Nel film sono raccontate le vicende del giovane siriano Sam Ali – interpretato da Yahya Mahayni, un ex avvocato con poche esperienze di recitazione, vincitore del Premio Orizzonti per il miglior attore alla Mostra del Cinema di Venezia 2020 –, costretto a fuggire dal suo Paese e a rifugiarsi in Libano, a Beirut, per evitare l’arresto. Accusato di propaganda antigovernativa, Sam deve così separarsi da Abeer (Dea Liane), donna che ama ma che, promessa a un uomo più ricco, si trasferisce poi a Bruxelles, lontano dalla guerra civile, nel frattempo divampata in Siria. Il giovane innamorato stenta a sbarcare il lunario e sogna di raggiungere la sua amata, fino a quando viene notato da un artista, Jeffrey Godefroi (Koen De Bouw), «Famoso per trasformare oggetti senza valore in opere d’arte da milioni di dollari».

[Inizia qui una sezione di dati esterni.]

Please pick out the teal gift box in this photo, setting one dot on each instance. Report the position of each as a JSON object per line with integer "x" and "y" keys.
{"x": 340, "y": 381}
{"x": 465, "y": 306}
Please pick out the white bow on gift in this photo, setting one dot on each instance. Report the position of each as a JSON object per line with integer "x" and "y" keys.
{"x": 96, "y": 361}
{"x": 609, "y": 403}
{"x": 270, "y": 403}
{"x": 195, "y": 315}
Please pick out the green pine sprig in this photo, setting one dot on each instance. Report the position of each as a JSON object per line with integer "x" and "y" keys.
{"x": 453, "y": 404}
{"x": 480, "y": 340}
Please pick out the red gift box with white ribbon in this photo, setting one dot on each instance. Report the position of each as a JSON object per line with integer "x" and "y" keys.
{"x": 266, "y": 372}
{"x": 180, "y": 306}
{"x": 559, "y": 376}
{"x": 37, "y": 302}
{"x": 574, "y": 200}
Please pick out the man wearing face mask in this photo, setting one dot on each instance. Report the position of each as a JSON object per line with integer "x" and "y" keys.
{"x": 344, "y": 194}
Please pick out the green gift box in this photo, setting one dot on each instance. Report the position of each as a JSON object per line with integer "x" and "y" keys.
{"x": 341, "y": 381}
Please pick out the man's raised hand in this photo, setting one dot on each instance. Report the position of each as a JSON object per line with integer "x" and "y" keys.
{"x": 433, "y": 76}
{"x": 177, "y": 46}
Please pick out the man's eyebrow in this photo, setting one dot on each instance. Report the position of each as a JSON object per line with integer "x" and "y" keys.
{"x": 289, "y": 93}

Ed è proprio da questa frase che si apre il cortocircuito. In cambio dei documenti necessari per immigrare legalmente in Belgio, Sam accetta di farsi tatuare sulla schiena un Visto Schengen, diventando così un’opera d’arte da esporre nei più grandi musei al mondo. E così, una vita senza valore, confusa tra milioni di persone senza nome e senza diritti, assurge al rango di “pezzo unico”, costoso e anelato dai collezionisti. Tra i parenti di Sam e Abeer e varie personalità del mondo dell’arte, come la spregiudicata gallerista Soraya, interpretata da Monica Bellucci, va in scena una satira acuta e diretta al sistema dell’arte contemporanea e ai suoi interpreti. Ma anche, in senso più ampio, alla nostra condizione di spettatori / voyeuristi, rappresentanti silenziosi di una posizione privilegiata, attratti dalla superficie – in questo caso dalla pelle – di problemi che, per altre persone, minano la profondità dell’esistenza. «Cosa accadrebbe se un artista famoso offrisse a un rifugiato di diventare una sua opera per ottenere la libertà di movimento? “The Man Who Sold His Skin” è un’allegoria sulla libertà personale in un sistema iniquo e tratta l’ampio spettro di significati legati ai problemi del nostro mondo reale», ha spiegato la regista, che si è ispirata a un fatto reale.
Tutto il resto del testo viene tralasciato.